The researchers used satellite imagery to map lodgepole stands attacked by mountain pine beetles, a type of bark beetle, then hiked into the areas to confirm the beetle damage and measure fuel loads. Then they ran computer models to predict fire behavior.
“The overall message that bark beetles do not increase the risk of wildfire is something that has been coming out of the scientific literature for a number of years,” said Dominik Kulakowski, an assistant geography professor at Clark University in Massachusetts who was not involved in the Yellowstone study. “What has been missing is the mechanism explaining that.”
He has testified before Congress that climate, not the beetle epidemic, is what’s driving the growth in Western wildfires. “The risk of wildfire is real and present, but that risk is associated with drought conditions,” he said. “If we chase after the bark beetle outbreaks … we’re going to waste very precious resources.”

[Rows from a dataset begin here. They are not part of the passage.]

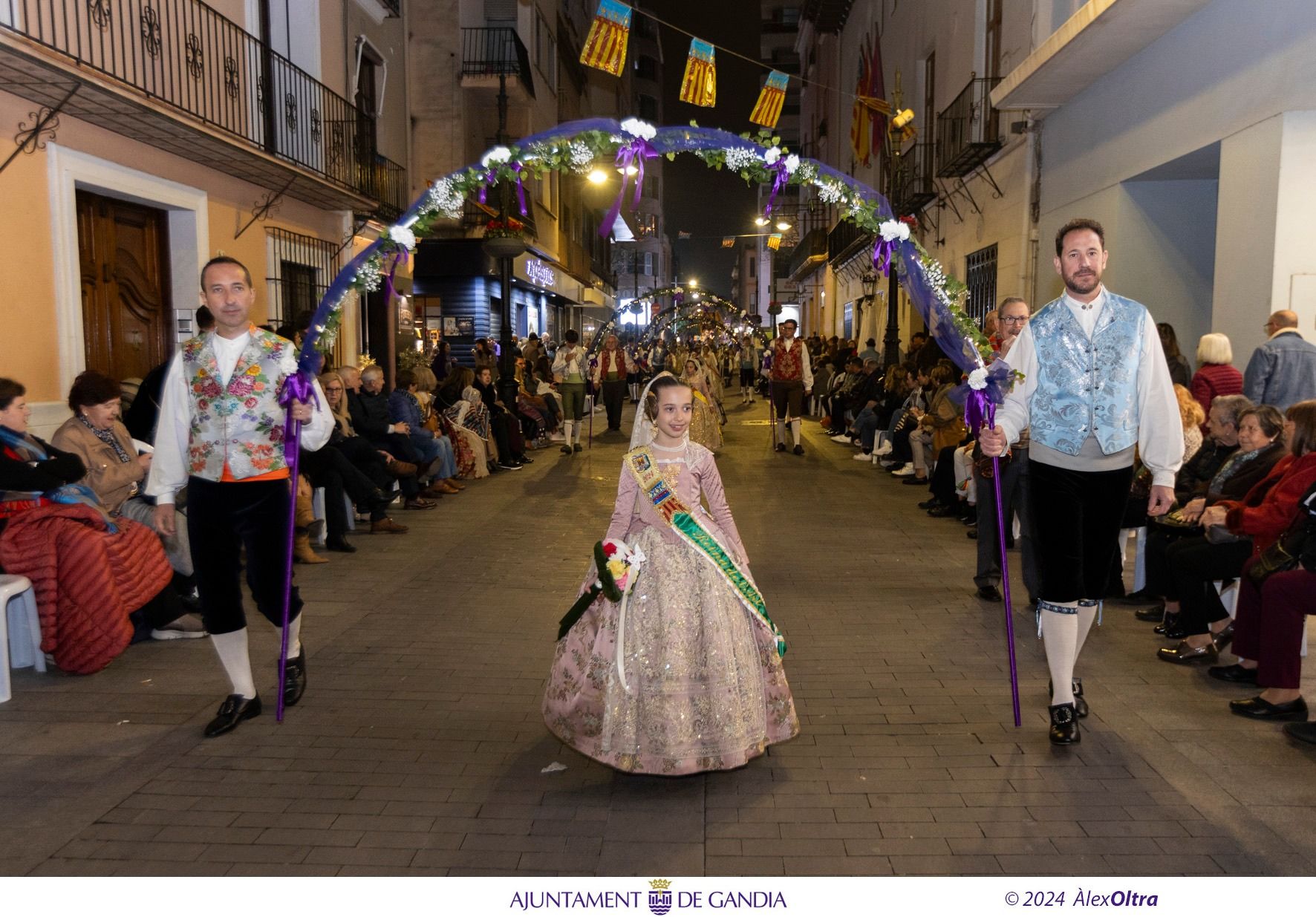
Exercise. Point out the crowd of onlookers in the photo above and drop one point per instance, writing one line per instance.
(1245, 512)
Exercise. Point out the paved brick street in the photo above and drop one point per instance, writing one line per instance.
(419, 746)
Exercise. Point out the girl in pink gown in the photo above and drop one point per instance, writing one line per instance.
(698, 683)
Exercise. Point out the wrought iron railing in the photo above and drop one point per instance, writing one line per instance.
(969, 129)
(494, 51)
(186, 54)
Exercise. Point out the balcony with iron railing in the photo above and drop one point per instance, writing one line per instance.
(180, 76)
(491, 56)
(969, 129)
(912, 187)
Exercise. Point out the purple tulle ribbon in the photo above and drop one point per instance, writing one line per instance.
(298, 388)
(883, 255)
(629, 154)
(781, 179)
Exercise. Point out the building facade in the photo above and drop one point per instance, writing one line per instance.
(152, 137)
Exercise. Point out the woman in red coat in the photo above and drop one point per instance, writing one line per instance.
(1215, 374)
(1236, 532)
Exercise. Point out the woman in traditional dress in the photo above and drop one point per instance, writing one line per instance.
(685, 674)
(706, 428)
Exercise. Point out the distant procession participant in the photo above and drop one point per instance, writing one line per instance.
(792, 380)
(1096, 387)
(220, 433)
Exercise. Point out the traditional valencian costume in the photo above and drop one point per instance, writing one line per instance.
(683, 674)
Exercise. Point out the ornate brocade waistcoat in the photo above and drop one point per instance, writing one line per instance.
(238, 425)
(1087, 387)
(787, 362)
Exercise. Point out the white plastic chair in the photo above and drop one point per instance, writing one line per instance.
(20, 630)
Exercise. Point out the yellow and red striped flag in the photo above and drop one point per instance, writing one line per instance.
(767, 111)
(606, 45)
(699, 86)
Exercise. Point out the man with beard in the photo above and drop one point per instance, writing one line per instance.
(1096, 387)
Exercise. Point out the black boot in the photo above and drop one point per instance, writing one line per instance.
(1063, 725)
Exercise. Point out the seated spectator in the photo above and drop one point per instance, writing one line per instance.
(1269, 633)
(115, 471)
(102, 582)
(1193, 417)
(434, 450)
(1215, 375)
(1246, 453)
(368, 405)
(1237, 530)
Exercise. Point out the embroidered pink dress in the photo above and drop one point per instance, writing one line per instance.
(700, 685)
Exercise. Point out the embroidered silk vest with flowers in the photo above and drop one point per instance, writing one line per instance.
(787, 365)
(237, 426)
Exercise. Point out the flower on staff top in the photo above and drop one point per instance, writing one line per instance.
(403, 236)
(893, 230)
(637, 128)
(499, 154)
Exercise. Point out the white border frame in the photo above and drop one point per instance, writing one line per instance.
(189, 238)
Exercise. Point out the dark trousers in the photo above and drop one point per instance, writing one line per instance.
(221, 520)
(1194, 565)
(613, 397)
(1015, 497)
(1075, 520)
(1269, 624)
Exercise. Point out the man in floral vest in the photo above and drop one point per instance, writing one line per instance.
(220, 434)
(1096, 390)
(792, 380)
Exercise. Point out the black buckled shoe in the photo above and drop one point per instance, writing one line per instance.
(1235, 674)
(1065, 725)
(1260, 708)
(235, 709)
(1079, 704)
(295, 678)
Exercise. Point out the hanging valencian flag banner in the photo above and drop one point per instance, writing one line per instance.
(606, 45)
(767, 111)
(699, 86)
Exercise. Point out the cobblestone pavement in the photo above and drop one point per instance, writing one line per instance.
(419, 746)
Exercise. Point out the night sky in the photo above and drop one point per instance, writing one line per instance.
(697, 199)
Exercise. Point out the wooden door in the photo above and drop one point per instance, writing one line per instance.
(126, 316)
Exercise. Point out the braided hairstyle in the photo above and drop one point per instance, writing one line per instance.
(661, 382)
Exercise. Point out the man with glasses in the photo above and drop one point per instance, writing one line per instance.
(1281, 371)
(1011, 320)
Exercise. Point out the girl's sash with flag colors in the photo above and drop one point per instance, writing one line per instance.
(606, 45)
(699, 86)
(767, 111)
(644, 467)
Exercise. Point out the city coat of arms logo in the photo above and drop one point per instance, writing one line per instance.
(659, 896)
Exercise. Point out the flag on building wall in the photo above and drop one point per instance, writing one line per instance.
(867, 115)
(699, 86)
(767, 111)
(606, 45)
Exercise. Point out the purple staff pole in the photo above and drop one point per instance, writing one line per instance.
(296, 388)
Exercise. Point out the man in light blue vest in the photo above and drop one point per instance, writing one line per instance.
(1096, 387)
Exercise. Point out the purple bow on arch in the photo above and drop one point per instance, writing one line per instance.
(629, 154)
(298, 388)
(781, 179)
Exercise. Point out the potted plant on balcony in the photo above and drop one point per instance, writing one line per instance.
(504, 237)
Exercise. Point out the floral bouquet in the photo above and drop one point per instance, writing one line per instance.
(617, 566)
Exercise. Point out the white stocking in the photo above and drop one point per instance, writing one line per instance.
(232, 649)
(1060, 633)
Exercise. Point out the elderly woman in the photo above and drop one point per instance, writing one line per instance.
(115, 471)
(53, 525)
(1237, 530)
(1215, 375)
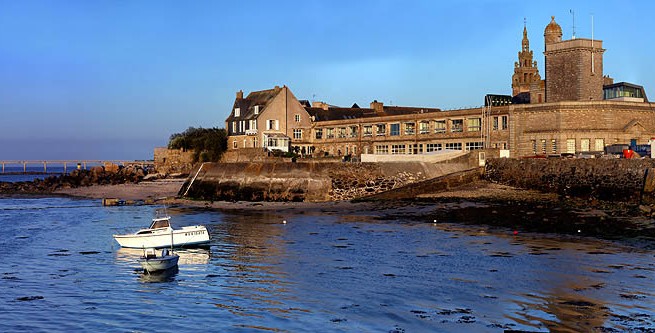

Michael Jenkins, an associate ecology professor at Utah State University, said his own research findings largely agree with the Yellowstone work, but there are two exceptions.
His studies in lodgepole forests in Utah and Idaho found that there is a relatively short-lived increase in the potential for surface fires when dying needles that have not yet lost all of their resin pile up on the ground. He also said the potential for a crown fire briefly increases in the early stages of a beetle epidemic, when the forest is a mixture of dying, dead and living trees.
But by the time the beetles have finished their work, leaving behind a sea of ghostly gray pine corpses, Jenkins said, the wildfire “hazard is gone.” At that stage, he added, there is no point in cutting down the dead trees. “We’re in a post-outbreak phase. That’s the phase we’re in now in the Colorado Rockies,” a hot spot of lodgepole infestation.
The research on beetles and wildfire has focused on lodgepole and spruce-fir stands, so scientists can’t say whether the results apply to other forest types that have also experienced beetle damage.
While the intermountain West has been hit the hardest, bark beetles carved a swath of destruction through Southern California’s San Bernardino National Forest in 2003 and 2004. Citing fire risk, forest managers there have spent millions removing dead trees on about 29,000 acres near communities, roads and recreation areas.
“Our situation is considerably different” from Yellowstone’s, deputy forest supervisor Kurt Winchester said.
The San Bernardino infestations were in stands of mixed conifers that included species not attacked by the bark beetles — creating a mosaic of dead and live trees. “These standing dead trees will act like torches,” carrying fire into the live vegetation, he said.